Question 4. Is the human population susceptible?

Yes

Go to question 5. (Outcome)

No

The impact of infection in the UK population is considered very low.

Question 5. Does it cause severe disease in humans?

Yes

Go to question 8. (Outcome)

No

Go to question 6.

Question 6. Is it highly infectious to humans?

Yes

Go to question 9.

No

Go to question 7.

Question 7. Are effective interventions available?

Yes

The impact of infection in the UK population is considered very low.

No

The impact of infection in the UK population is considered low.

Question 8. Would a significant [note 1] number of people be affected?

Yes

Go to question 10.

No

Go to question 9. (Outcome)

[note 1] This question has been added to differentiate between those infections causing severe disease in a handful of people and those causing severe disease in larger numbers of people. ‘Significant’ is not quantified in the algorithm but has been left open for discussion and definition within the context of the risk being assessed.
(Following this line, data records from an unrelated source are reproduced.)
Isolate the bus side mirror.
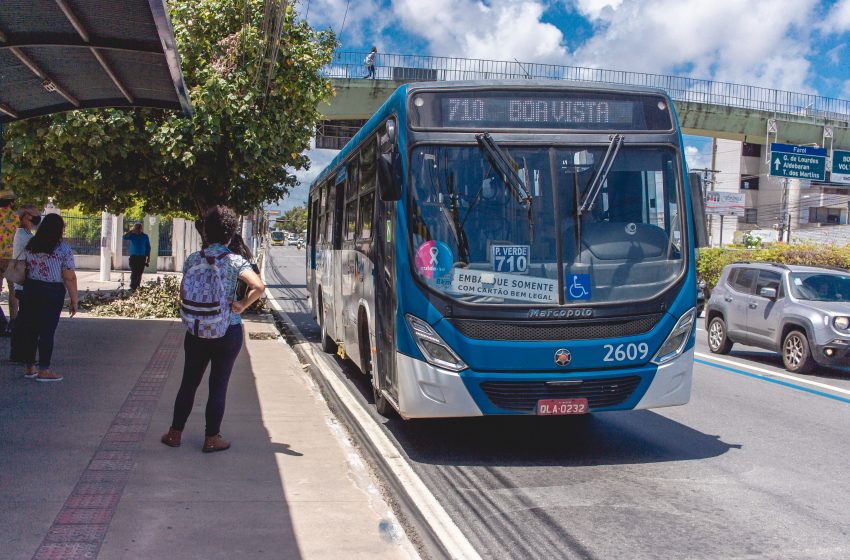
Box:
[378,150,402,202]
[688,173,708,249]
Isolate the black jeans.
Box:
[171,325,242,436]
[130,255,148,290]
[15,279,65,369]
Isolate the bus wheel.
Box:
[360,318,395,418]
[318,296,337,354]
[372,379,396,418]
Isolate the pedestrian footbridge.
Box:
[316,51,850,149]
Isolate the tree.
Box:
[276,206,307,233]
[3,0,336,215]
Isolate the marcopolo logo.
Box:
[555,348,573,367]
[528,308,593,319]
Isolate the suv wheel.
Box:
[782,331,815,373]
[708,317,732,354]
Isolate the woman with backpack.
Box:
[161,206,266,453]
[15,214,77,382]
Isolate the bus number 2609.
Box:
[602,342,649,362]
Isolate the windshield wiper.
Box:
[475,132,531,208]
[578,134,623,214]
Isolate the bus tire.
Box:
[358,318,396,418]
[319,296,337,354]
[372,379,396,418]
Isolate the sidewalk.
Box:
[0,272,416,560]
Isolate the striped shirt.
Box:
[183,243,251,325]
[23,241,74,282]
[0,206,18,259]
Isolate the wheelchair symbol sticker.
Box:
[567,274,590,301]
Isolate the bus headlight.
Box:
[652,308,696,365]
[404,315,467,371]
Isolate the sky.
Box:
[268,0,850,209]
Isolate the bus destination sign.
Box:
[443,97,634,128]
[411,90,672,131]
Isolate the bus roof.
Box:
[399,80,669,97]
[310,80,670,191]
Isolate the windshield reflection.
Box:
[791,272,850,301]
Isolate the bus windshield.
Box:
[409,145,685,305]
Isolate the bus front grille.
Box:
[450,313,663,341]
[481,375,640,412]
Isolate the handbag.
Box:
[5,259,27,286]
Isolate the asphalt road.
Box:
[266,247,850,560]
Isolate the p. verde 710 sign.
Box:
[770,144,826,181]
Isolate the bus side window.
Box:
[357,137,378,239]
[323,182,336,243]
[358,189,375,239]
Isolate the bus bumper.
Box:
[634,348,694,410]
[396,348,694,418]
[396,353,482,418]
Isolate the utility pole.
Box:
[779,178,791,243]
[690,166,723,245]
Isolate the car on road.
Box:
[705,262,850,373]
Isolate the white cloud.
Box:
[575,0,623,19]
[392,0,568,64]
[298,0,389,45]
[269,138,339,212]
[685,144,711,169]
[573,0,820,91]
[821,0,850,33]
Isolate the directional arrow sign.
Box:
[830,150,850,184]
[770,144,826,181]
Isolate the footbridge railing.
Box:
[324,51,850,126]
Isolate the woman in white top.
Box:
[20,214,77,382]
[9,204,41,363]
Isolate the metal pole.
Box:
[785,212,791,244]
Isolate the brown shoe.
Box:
[159,428,183,447]
[201,434,230,453]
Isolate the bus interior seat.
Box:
[569,222,679,299]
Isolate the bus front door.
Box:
[374,201,398,402]
[331,176,348,342]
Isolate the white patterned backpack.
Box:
[180,250,231,338]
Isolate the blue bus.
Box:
[307,80,704,419]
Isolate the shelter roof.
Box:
[0,0,192,123]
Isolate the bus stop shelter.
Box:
[0,0,192,125]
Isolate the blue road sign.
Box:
[829,150,850,183]
[770,144,826,181]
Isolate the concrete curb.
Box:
[260,252,478,559]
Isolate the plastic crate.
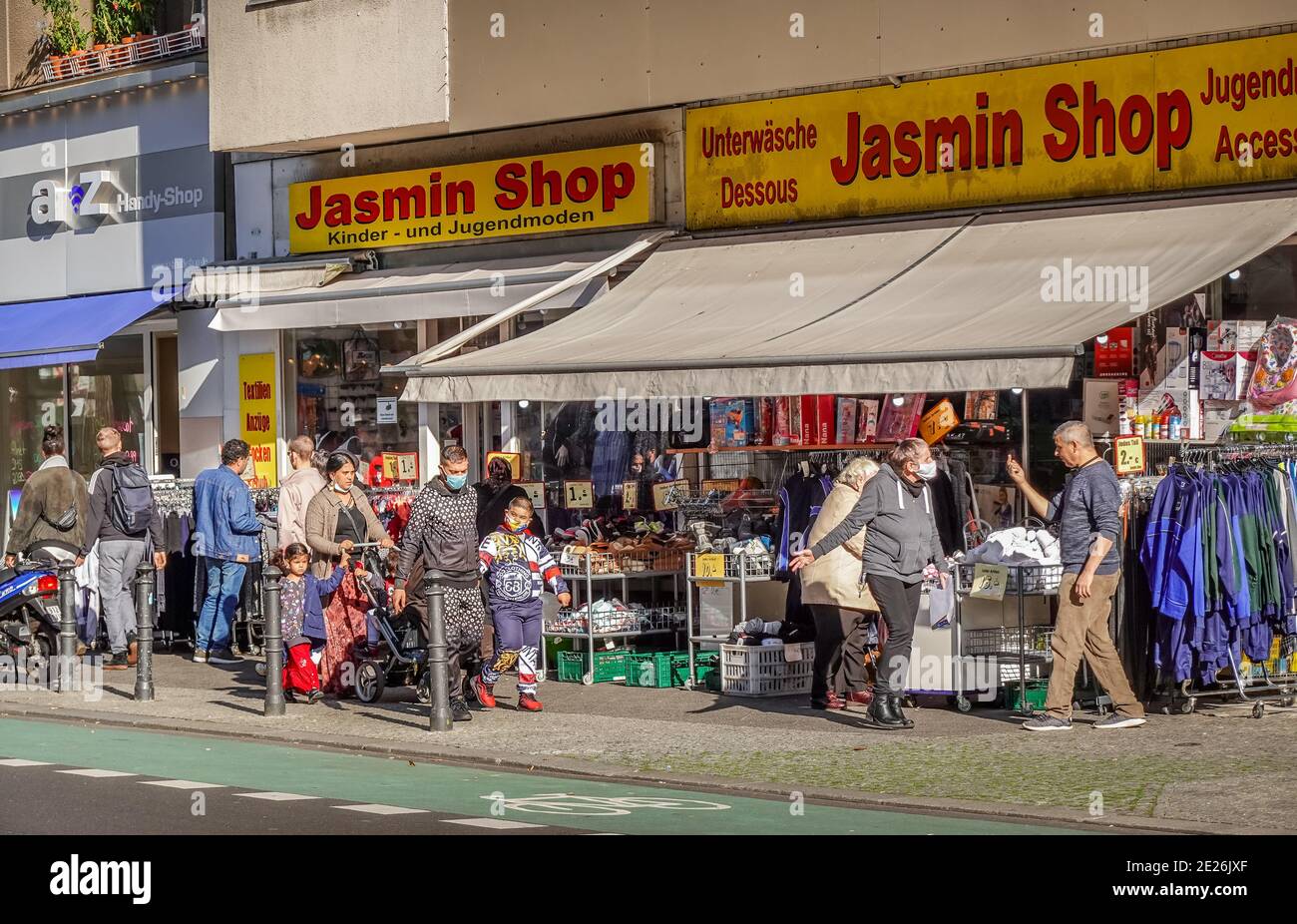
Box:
[559,652,627,684]
[1004,680,1050,712]
[627,652,688,688]
[721,643,814,696]
[694,652,721,691]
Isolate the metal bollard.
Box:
[423,571,455,732]
[260,565,284,715]
[59,562,78,693]
[135,560,159,700]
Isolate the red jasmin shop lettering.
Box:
[684,34,1297,229]
[289,144,653,253]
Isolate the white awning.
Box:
[211,251,623,331]
[403,198,1297,401]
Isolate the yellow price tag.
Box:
[969,565,1009,600]
[1112,436,1144,475]
[563,482,594,510]
[514,482,545,510]
[694,553,725,587]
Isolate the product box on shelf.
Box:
[856,398,878,442]
[800,394,820,446]
[770,396,792,446]
[755,398,774,446]
[816,394,838,446]
[878,392,928,442]
[1202,350,1249,401]
[833,398,857,446]
[710,398,756,448]
[1084,379,1124,436]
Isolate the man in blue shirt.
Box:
[194,440,262,665]
[1008,420,1145,732]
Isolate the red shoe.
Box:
[468,674,496,708]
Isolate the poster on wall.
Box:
[238,353,279,488]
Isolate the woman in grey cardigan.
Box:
[790,439,950,728]
[306,453,396,580]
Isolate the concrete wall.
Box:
[208,0,449,152]
[450,0,1297,133]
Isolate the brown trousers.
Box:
[1046,571,1144,719]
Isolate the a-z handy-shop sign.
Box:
[684,34,1297,229]
[288,144,655,253]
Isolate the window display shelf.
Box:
[666,442,896,455]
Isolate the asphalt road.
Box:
[0,719,1076,836]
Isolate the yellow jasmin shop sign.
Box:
[684,34,1297,229]
[238,353,279,488]
[288,144,655,253]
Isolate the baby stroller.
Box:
[355,544,431,702]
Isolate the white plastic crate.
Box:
[721,643,814,696]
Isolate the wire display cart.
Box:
[540,549,687,687]
[684,552,774,690]
[955,562,1063,715]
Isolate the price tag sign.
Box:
[563,482,594,510]
[1112,436,1144,475]
[694,553,725,587]
[514,482,545,510]
[383,453,419,482]
[652,480,688,513]
[969,565,1009,600]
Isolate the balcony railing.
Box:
[40,22,208,83]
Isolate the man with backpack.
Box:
[77,427,166,671]
[194,440,262,665]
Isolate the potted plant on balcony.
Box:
[31,0,90,81]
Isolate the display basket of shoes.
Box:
[721,643,814,696]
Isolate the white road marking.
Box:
[333,803,428,815]
[446,817,545,830]
[140,780,224,789]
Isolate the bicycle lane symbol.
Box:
[480,791,730,817]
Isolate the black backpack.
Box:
[108,465,153,536]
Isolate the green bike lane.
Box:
[0,719,1096,834]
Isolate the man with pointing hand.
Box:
[1008,420,1145,732]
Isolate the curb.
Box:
[0,703,1293,834]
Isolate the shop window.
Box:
[5,366,64,488]
[289,322,422,484]
[68,335,153,476]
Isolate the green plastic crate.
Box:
[627,652,688,687]
[559,652,627,684]
[1004,680,1050,712]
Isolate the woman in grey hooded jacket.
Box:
[790,439,950,728]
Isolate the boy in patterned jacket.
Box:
[472,497,572,712]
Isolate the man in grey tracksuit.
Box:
[790,439,950,728]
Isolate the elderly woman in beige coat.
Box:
[801,455,878,708]
[306,453,396,580]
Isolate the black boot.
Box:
[868,691,904,728]
[887,695,915,728]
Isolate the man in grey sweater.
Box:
[788,439,950,728]
[1008,420,1145,732]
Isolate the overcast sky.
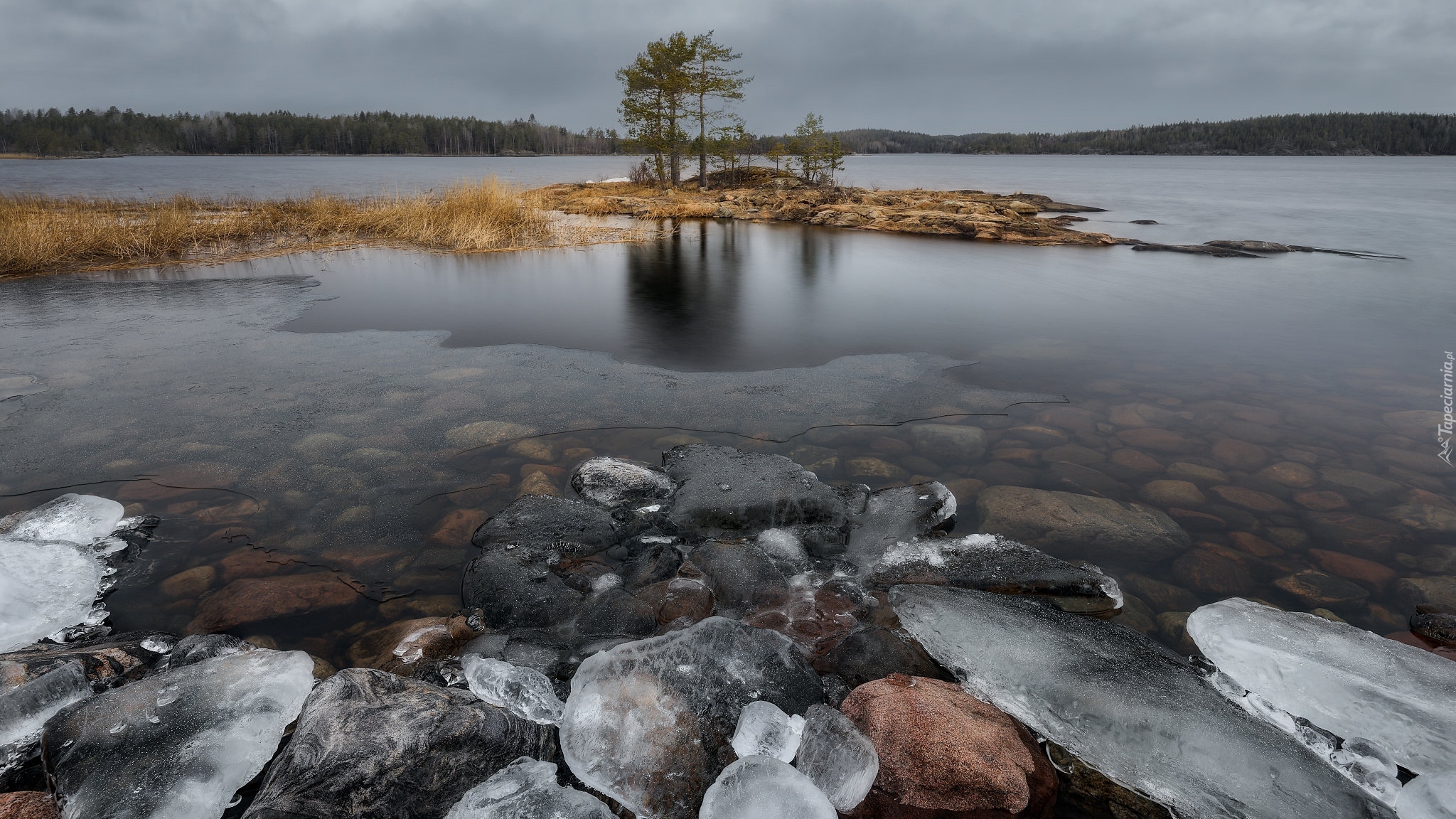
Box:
[0,0,1456,134]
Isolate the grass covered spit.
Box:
[0,178,631,275]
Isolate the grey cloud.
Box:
[0,0,1456,133]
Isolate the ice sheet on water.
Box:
[0,535,107,651]
[729,700,803,762]
[869,535,1123,612]
[889,586,1393,819]
[1395,771,1456,819]
[1194,657,1401,805]
[697,756,839,819]
[1188,597,1456,774]
[793,705,879,813]
[42,648,313,819]
[460,654,567,726]
[560,616,824,819]
[7,493,125,545]
[446,756,613,819]
[0,660,92,774]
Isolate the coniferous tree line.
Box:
[786,114,1456,156]
[0,107,1456,159]
[0,108,621,156]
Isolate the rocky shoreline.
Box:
[0,444,1456,819]
[536,176,1137,246]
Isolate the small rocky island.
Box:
[537,181,1118,246]
[0,444,1456,819]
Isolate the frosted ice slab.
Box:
[889,586,1391,819]
[729,700,803,762]
[0,660,92,774]
[871,535,1123,612]
[697,756,839,819]
[793,705,879,813]
[460,654,567,726]
[1395,771,1456,819]
[1188,597,1456,774]
[42,648,313,819]
[446,756,614,819]
[0,535,107,651]
[559,616,824,819]
[7,493,125,545]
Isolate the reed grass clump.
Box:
[0,179,625,275]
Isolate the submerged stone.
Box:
[471,496,625,557]
[663,443,847,533]
[975,487,1191,564]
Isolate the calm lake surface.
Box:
[0,156,1456,665]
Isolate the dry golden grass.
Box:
[0,179,636,275]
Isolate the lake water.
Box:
[0,156,1456,665]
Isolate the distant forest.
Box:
[0,108,621,156]
[786,114,1456,156]
[0,108,1456,156]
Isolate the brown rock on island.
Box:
[536,169,1135,246]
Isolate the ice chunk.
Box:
[871,535,1123,612]
[1395,771,1456,819]
[571,458,677,511]
[846,481,955,569]
[446,756,613,819]
[753,529,810,574]
[0,660,92,776]
[560,616,824,819]
[793,705,879,813]
[697,756,839,819]
[1188,597,1456,774]
[889,586,1391,819]
[731,700,803,762]
[42,648,313,819]
[7,493,125,545]
[0,535,107,651]
[460,654,565,726]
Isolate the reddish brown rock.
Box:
[1380,631,1456,658]
[1167,507,1229,532]
[1172,548,1253,597]
[1108,449,1163,472]
[1274,568,1370,608]
[1306,511,1403,558]
[345,615,481,676]
[221,547,303,583]
[186,572,358,634]
[0,790,61,819]
[1258,461,1319,490]
[1211,439,1270,472]
[1229,532,1284,557]
[1209,484,1288,513]
[1295,490,1349,511]
[1117,427,1199,455]
[1137,481,1209,507]
[1309,550,1395,592]
[840,673,1057,816]
[429,508,491,547]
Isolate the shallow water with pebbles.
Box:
[0,157,1456,666]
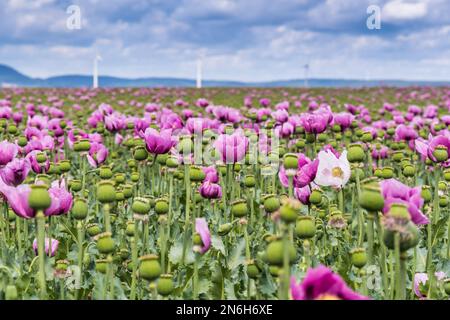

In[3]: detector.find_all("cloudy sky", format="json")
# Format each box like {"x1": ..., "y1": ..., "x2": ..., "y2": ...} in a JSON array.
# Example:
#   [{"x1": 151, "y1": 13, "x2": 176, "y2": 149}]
[{"x1": 0, "y1": 0, "x2": 450, "y2": 81}]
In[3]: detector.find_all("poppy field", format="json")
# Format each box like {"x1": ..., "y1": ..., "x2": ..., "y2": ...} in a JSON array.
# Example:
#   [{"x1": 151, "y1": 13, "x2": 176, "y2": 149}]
[{"x1": 0, "y1": 87, "x2": 450, "y2": 300}]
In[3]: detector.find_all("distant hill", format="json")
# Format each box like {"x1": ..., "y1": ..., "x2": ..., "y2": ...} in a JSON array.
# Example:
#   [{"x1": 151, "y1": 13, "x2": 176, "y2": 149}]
[{"x1": 0, "y1": 64, "x2": 450, "y2": 88}]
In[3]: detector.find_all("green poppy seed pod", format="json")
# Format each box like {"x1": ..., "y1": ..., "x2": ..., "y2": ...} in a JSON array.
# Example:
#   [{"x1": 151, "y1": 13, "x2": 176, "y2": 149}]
[
  {"x1": 131, "y1": 197, "x2": 150, "y2": 215},
  {"x1": 231, "y1": 199, "x2": 248, "y2": 218},
  {"x1": 125, "y1": 221, "x2": 136, "y2": 237},
  {"x1": 433, "y1": 146, "x2": 448, "y2": 162},
  {"x1": 97, "y1": 232, "x2": 114, "y2": 254},
  {"x1": 97, "y1": 180, "x2": 116, "y2": 203},
  {"x1": 28, "y1": 184, "x2": 52, "y2": 210},
  {"x1": 130, "y1": 171, "x2": 139, "y2": 182},
  {"x1": 295, "y1": 216, "x2": 316, "y2": 239},
  {"x1": 156, "y1": 274, "x2": 175, "y2": 297},
  {"x1": 421, "y1": 185, "x2": 433, "y2": 203},
  {"x1": 443, "y1": 278, "x2": 450, "y2": 296},
  {"x1": 217, "y1": 223, "x2": 233, "y2": 236},
  {"x1": 283, "y1": 153, "x2": 298, "y2": 170},
  {"x1": 79, "y1": 139, "x2": 91, "y2": 151},
  {"x1": 133, "y1": 145, "x2": 148, "y2": 161},
  {"x1": 189, "y1": 166, "x2": 206, "y2": 182},
  {"x1": 359, "y1": 184, "x2": 384, "y2": 212},
  {"x1": 36, "y1": 152, "x2": 47, "y2": 164},
  {"x1": 350, "y1": 248, "x2": 367, "y2": 269},
  {"x1": 295, "y1": 139, "x2": 306, "y2": 149},
  {"x1": 114, "y1": 172, "x2": 125, "y2": 184},
  {"x1": 8, "y1": 124, "x2": 17, "y2": 135},
  {"x1": 263, "y1": 194, "x2": 280, "y2": 213},
  {"x1": 55, "y1": 260, "x2": 69, "y2": 271},
  {"x1": 71, "y1": 198, "x2": 88, "y2": 220},
  {"x1": 95, "y1": 259, "x2": 108, "y2": 274},
  {"x1": 347, "y1": 143, "x2": 366, "y2": 162},
  {"x1": 166, "y1": 156, "x2": 179, "y2": 168},
  {"x1": 99, "y1": 166, "x2": 113, "y2": 179},
  {"x1": 86, "y1": 223, "x2": 102, "y2": 237},
  {"x1": 58, "y1": 160, "x2": 70, "y2": 173},
  {"x1": 122, "y1": 184, "x2": 133, "y2": 199},
  {"x1": 5, "y1": 284, "x2": 19, "y2": 300},
  {"x1": 139, "y1": 254, "x2": 161, "y2": 281},
  {"x1": 439, "y1": 195, "x2": 448, "y2": 208},
  {"x1": 265, "y1": 239, "x2": 297, "y2": 266},
  {"x1": 381, "y1": 167, "x2": 394, "y2": 179},
  {"x1": 69, "y1": 179, "x2": 82, "y2": 192},
  {"x1": 247, "y1": 260, "x2": 261, "y2": 279},
  {"x1": 280, "y1": 198, "x2": 301, "y2": 223},
  {"x1": 244, "y1": 174, "x2": 256, "y2": 188},
  {"x1": 155, "y1": 198, "x2": 169, "y2": 214},
  {"x1": 309, "y1": 189, "x2": 322, "y2": 205},
  {"x1": 403, "y1": 164, "x2": 416, "y2": 177},
  {"x1": 17, "y1": 136, "x2": 28, "y2": 148}
]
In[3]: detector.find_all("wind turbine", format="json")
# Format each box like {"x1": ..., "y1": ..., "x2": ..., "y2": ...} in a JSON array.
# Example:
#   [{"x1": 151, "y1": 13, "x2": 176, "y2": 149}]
[
  {"x1": 196, "y1": 55, "x2": 203, "y2": 89},
  {"x1": 303, "y1": 63, "x2": 309, "y2": 88},
  {"x1": 92, "y1": 53, "x2": 102, "y2": 89}
]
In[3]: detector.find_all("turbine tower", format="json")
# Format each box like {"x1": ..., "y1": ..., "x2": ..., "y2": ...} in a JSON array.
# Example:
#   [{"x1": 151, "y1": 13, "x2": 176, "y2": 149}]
[
  {"x1": 303, "y1": 63, "x2": 309, "y2": 88},
  {"x1": 92, "y1": 53, "x2": 102, "y2": 89},
  {"x1": 197, "y1": 56, "x2": 203, "y2": 89}
]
Question 9. Are effective interventions available?

Yes

The impact of infection in the UK population is considered low. (Outcome)

No

The impact of infection in the UK population is considered moderate.

Question 10. Is it highly infectious to humans?

Yes

Go to question 12.

No

Go to question 11.

Question 11. Are effective interventions available?

Yes

The impact of infection in the UK population is considered moderate.

No

The impact of infection in the UK population is considered high.

Question 12. Are effective interventions available?

Yes

The impact of infection in the UK population is considered high.

No

The impact of infection in the UK population is considered very high.